Home/Blog/Data Science/Pandas Series in Python
Home/Blog/Data Science/Pandas Series in Python

Pandas Series in Python

izza ahmad
Feb 01, 2024
5 min read

Pandas series is a one-dimensional array structure in the Python library. It contains data of a single data type (e.g. strings, integers, etc.) and has a fixed size that can be manipulated through add or remove functions. Based on its characteristics, Pandas series is commonly compared to the NumPy array. However, what distinguishes Pandas series is that it contains an index label for each element that can be customized according to the requirements. Let’s delve into the details of Pandas series, parameters, and methods, and learn how we can utilize them in our code effectively.

Series syntax#

The complete syntax of a series object is mentioned below.

pandas.Series(data=None, index=None, dtype=None, name=None, copy=False, fastpath=False)

The data parameter is required, while the other parameters are optional.

Parameter

Explanation

data

It represents the data to be stored in the series. This parameter can be an array, list, dictionary, scalar value, or constant.

index

This parameter is optional and represents the labels for the data. If it’s not given, a default index of integers will be used.

dtype

This parameter is also optional and represents the data type of the series. It will automatically infer the type if it’s not provided.

name

This parameter is also optional and represents the name for the series. It is “None” by default.

copy

This parameter is optional and specifies whether or not to copy the data. It is “False” by default.

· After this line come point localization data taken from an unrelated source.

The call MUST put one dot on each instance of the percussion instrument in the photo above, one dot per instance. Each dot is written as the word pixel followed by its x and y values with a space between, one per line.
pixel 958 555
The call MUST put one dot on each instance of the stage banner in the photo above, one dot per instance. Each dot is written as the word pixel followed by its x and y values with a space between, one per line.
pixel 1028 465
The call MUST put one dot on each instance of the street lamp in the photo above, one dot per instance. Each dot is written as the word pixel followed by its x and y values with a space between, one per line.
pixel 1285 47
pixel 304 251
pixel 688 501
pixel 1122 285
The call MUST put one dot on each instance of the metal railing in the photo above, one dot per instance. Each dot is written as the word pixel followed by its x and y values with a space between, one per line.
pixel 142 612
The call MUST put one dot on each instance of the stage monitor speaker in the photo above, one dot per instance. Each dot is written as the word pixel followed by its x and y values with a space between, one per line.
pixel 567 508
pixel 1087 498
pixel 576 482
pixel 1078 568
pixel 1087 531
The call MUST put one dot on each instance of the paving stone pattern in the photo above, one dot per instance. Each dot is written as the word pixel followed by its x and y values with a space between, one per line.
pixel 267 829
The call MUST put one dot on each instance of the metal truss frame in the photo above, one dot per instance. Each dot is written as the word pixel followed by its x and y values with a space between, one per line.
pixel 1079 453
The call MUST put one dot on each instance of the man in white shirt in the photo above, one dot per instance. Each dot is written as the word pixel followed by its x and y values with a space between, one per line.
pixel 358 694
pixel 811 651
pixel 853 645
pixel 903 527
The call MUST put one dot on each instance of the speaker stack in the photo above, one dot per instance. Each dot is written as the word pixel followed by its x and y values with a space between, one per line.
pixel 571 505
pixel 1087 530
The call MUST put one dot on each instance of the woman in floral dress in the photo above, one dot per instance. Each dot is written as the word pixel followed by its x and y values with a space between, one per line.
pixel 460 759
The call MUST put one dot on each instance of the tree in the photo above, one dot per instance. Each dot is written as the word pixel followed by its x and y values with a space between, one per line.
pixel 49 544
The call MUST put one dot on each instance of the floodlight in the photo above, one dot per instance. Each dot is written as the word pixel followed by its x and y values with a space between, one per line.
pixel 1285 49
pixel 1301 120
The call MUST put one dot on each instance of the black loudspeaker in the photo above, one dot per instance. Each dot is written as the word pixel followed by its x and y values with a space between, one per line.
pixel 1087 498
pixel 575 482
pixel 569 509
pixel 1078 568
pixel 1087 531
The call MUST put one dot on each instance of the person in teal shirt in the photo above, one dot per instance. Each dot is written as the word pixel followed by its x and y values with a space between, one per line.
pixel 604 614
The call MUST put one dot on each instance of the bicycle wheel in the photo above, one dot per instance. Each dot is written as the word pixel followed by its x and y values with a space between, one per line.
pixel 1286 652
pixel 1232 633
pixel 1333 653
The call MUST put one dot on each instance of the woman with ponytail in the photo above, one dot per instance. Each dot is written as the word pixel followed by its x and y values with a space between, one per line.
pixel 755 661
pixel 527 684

Note: The fastpath parameter is for internal use only.

The following diagram depicts a diagrammatic representation of a pandas series with the following labels and values.

  • labels = ['a', 'b', 'c', 'd']

  • values = ['maroon', 'navy', 'gray', 'teal']

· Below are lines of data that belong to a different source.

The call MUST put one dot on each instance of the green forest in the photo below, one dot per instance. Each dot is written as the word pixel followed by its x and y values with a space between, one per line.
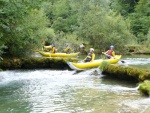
pixel 25 25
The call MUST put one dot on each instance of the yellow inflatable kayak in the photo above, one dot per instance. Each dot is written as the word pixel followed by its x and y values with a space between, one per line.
pixel 48 54
pixel 93 64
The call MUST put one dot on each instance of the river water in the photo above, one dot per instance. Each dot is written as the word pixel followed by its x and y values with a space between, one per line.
pixel 68 91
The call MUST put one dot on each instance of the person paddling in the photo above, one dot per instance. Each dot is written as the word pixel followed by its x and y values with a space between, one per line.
pixel 53 49
pixel 90 57
pixel 109 53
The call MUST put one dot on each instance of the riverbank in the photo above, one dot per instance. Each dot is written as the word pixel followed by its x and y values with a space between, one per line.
pixel 128 73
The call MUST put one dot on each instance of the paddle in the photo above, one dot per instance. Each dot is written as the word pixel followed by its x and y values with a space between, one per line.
pixel 112 57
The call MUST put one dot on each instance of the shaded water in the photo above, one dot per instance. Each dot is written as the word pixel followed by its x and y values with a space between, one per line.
pixel 63 91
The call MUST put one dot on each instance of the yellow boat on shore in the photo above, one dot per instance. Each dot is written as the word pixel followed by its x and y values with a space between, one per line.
pixel 93 64
pixel 48 54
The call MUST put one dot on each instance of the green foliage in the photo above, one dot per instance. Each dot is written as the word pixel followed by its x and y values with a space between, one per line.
pixel 62 39
pixel 102 27
pixel 124 7
pixel 140 20
pixel 64 16
pixel 23 25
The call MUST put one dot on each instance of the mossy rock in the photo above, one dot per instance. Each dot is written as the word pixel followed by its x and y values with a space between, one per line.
pixel 127 73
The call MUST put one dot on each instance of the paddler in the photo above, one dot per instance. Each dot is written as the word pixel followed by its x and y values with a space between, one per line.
pixel 110 53
pixel 53 49
pixel 68 49
pixel 91 56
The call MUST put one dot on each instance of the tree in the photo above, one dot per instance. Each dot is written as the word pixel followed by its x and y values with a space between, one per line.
pixel 103 27
pixel 22 26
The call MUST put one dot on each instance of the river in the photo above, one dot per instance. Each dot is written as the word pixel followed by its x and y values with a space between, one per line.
pixel 68 91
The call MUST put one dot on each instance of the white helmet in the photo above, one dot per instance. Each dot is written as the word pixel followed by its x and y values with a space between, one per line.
pixel 91 49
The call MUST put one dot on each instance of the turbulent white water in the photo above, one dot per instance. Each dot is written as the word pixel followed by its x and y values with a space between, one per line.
pixel 64 91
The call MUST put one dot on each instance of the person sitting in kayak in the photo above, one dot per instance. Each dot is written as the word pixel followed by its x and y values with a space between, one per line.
pixel 53 49
pixel 68 49
pixel 109 53
pixel 90 57
pixel 47 48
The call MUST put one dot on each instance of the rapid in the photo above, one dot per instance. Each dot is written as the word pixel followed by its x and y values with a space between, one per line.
pixel 69 91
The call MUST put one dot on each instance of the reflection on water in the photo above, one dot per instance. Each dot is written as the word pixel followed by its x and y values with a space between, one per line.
pixel 55 91
pixel 63 91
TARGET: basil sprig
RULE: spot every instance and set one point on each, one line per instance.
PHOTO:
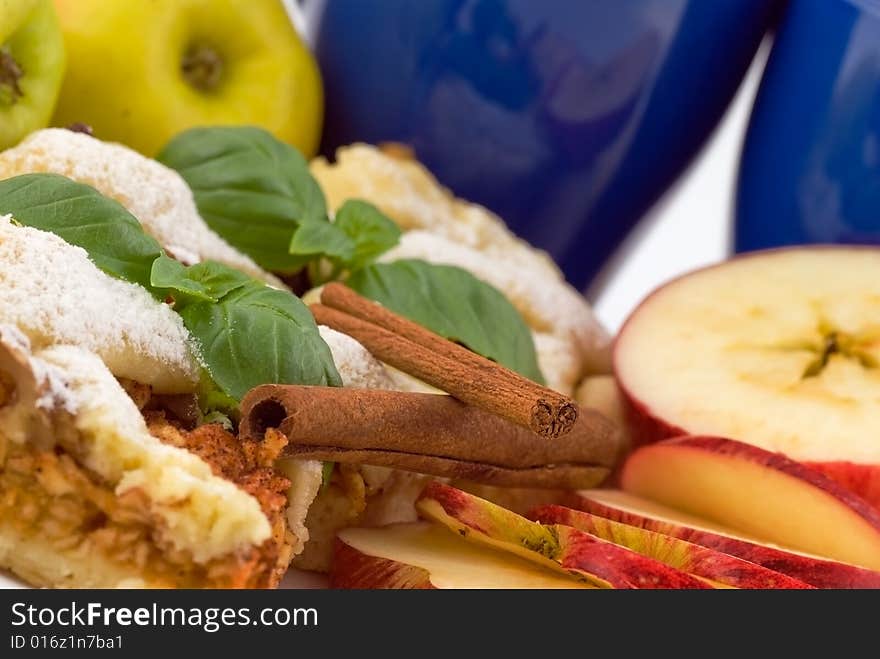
(251, 188)
(247, 333)
(258, 193)
(357, 236)
(81, 216)
(453, 303)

Diagrammatic representation of pandas series
Diagrammatic representation of pandas series

Creating a Pandas series#

There are several ways we create a Pandas series in Python. Let’s discuss each of them in detail.

Method 1: Using a list#

One way to create a Pandas series is by using a Python list.

import pandas as pd
import numpy as np
list_of_numbers = [4, 10, 15, 6, 21, 19,]
series_list = pd.Series(list_of_numbers)
print("Series made using a list: \n")
print(series_list)

Method 2: Using a NumPy array#

Another way to create a Pandas series is by using a NumPy array.

import pandas as pd
import numpy as np
array_of_colors = np.array(['black', 'maroon', 'white', 'navy'])
series_numpy = pd.Series(array_of_colors)
print("Series made using an array: \n")
print(series_numpy)

Method 3: Using a dictionary#

You can also create a Pandas series by using a dictionary.

import pandas as pd
import numpy as np
dict_of_cars = {"1": "Bugatti Veyron", "2": "Aston Martin", "3": "Ferrarri"}
series_dict = pd.Series(dict_of_cars)
print("Series made using a dictionary: \n")
print(series_dict)

Method 4: Using a scalar#

We can also create a Pandas series by using a scalar value.

import pandas as pd
import numpy as np
series_scalar = pd.Series(5, index=['a', 'b', 'c', 'd'])
print("Series made using a scalar: \n")
print(series_scalar)

Method 5: Using an empty series#

We can create an empty Pandas series by not providing any data. Additions can be made afterwards too.

import pandas as pd
import numpy as np
empty_series = pd.Series()
print(empty_series)

Labels#

In a series, labels are crucial for both identifying and accessing data. They help provide a human-readable product so that we can easily refer to specific elements when needed.

Default labeling#

If we don’t specify an index during creation, Pandas assigns default integer labels starting from 0.

import pandas as pd
import numpy as np
default_labels_series = pd.Series([1, 2, 3, 4])
print(default_labels_series)

Custom labeling#

We can assign custom labels to our series either during creation or afterwards.

import pandas as pd
import numpy as np
custom_labels_series = pd.Series([10, 20, 30, 40], index=['label_a', 'label_b', 'label_c', 'label_d'])
print(custom_labels_series)

Indexing#

For any data, locating elements is almost always crucial. Indexing in series involves selecting particular elements based on labels or positions. A few handy techniques and methods for series indexing are mentioned below.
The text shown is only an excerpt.